I can't back this up with clinical data yet, but it seems like the actual death or departure of the good parental imago is what leads to the mania that belongs to the subject altruist. Identification with literal  Death/departure seems to go with a compensatory overproduction of energy. Of course this state is also tied to a primitive imago due to its relation to bodily energy (as opposed to relations to others). This mania has powerful sense of merger with the environment and Death is also loss of the boundaries of self.






Thursday, May 25, 2017

foreheads and dissociated identities.


I wait for something to happen 3 times before I let myself get excited about formalizing a technique or a concept.

There are several I've had lately, but I'm saving them for some papers, and haven't put them up. Additionally, confidentiality is an issue. I will change names and details so people can't be identified, but if someone reads their vignette, they would know it was them. I wouldn't want a post to interfere with treatment.

Anyway, 3 times now, while getting into anger, a patient has felt tensions in his or her forehead and it hasn't increased or decreased, but just held. I ask them to imagine what something or someone would look like if he/she/it looked like their forehead felt (if it looked externally, like they feel internally), and 3 times it has been a male aggressor (and a fourth time I am not yet counting, it was a gargoyle). In each of these times the patient was able to describe in detail the angry look of the person who came out of their forehead and then afterwards they were able to feel the gestures, emotions, physiognomy, etc. map onto their own body and integrate the man (and gargoyle). In each of the cases it resulted in the erasure of their dissociated anger (which shows up when they are backed into a corner or need to protect someone). Otherwise they are echoists and "lovers and not fighters" and the anger in them is wild and not in harmony with their economics of libido.

I've had the thought that Athena from the head of Zeus is a reversal and that it is really Zeus coming from the head of Athena as it is with these patients.

While the forehead has held an aggressive, dissociated identity (even if used for protection), the chest is very common for holding representations of other people (children, other adults) that can be angry, sad, and have other feelings.

The importance of the chest is pushing me to look into respiratory and inhalation papers in classic psychoanalysis.

I can also say that the shoulders are an important zone and have often been key to mapping on the physiognomy of demons, hunchbacks, bats and other productions from patients.


Sunday, May 21, 2017

Adler on belonging

Despite his strong advocacy for the aggressive drive and the will to power, that made Freud remark that he had “no place at all for love” in his theory, Adler does have some interesting passages on belonging and altruism ("the feeling of giving"). 

It is almost like Adler focusses on the ego drives (both active and passive) while Freud emphasized the object drives.

longing for belonging can easily be about longing for love in the romantic relationship

striving for perfection can easily be about being the sole possessor of the love object, as it is about possessing a good reputation in one's office, field, society, or history.
 
"Since true happiness is inseparable from the feeling of giving, it is clear that a social person is much closer to happiness than the isolated person striving for superiority.

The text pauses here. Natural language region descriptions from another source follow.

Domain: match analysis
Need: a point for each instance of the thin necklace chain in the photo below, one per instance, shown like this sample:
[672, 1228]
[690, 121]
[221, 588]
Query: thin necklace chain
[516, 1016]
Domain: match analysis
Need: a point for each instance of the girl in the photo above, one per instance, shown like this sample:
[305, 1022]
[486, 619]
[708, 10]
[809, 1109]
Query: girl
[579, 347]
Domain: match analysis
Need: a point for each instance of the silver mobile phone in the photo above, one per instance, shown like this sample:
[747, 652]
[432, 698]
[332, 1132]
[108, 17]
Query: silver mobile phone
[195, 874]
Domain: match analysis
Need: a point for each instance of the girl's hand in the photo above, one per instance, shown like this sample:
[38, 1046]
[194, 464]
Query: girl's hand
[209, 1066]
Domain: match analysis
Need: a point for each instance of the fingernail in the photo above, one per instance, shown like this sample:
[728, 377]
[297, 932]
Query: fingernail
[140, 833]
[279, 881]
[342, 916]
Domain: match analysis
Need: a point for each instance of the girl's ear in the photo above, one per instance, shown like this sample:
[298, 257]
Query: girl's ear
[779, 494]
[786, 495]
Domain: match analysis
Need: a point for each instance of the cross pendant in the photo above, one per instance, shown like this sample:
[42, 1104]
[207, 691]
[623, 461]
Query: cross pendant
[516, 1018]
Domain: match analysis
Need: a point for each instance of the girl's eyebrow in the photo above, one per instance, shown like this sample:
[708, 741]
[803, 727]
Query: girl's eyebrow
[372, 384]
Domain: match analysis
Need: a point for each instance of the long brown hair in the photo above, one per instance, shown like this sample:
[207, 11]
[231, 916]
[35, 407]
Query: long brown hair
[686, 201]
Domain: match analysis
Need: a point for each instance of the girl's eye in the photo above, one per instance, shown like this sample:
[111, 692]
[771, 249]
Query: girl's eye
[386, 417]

Individual Psychology has very clearly pointed out that everyone who is deeply unhappy, the neurotic and the desolate person stem from among those who were deprived in their younger years of being able to develop the feeling of community, the courage, the optimism, and the self-confidence that comes directly from the sense of belonging. This sense of belonging that cannot be denied anyone, against which there are no arguments, can only be won by being involved, by cooperating, and experiencing, and by being useful to others. Out of this emerges a lasting, genuine feeling of worthiness." (From "Individual Psychology," 1926).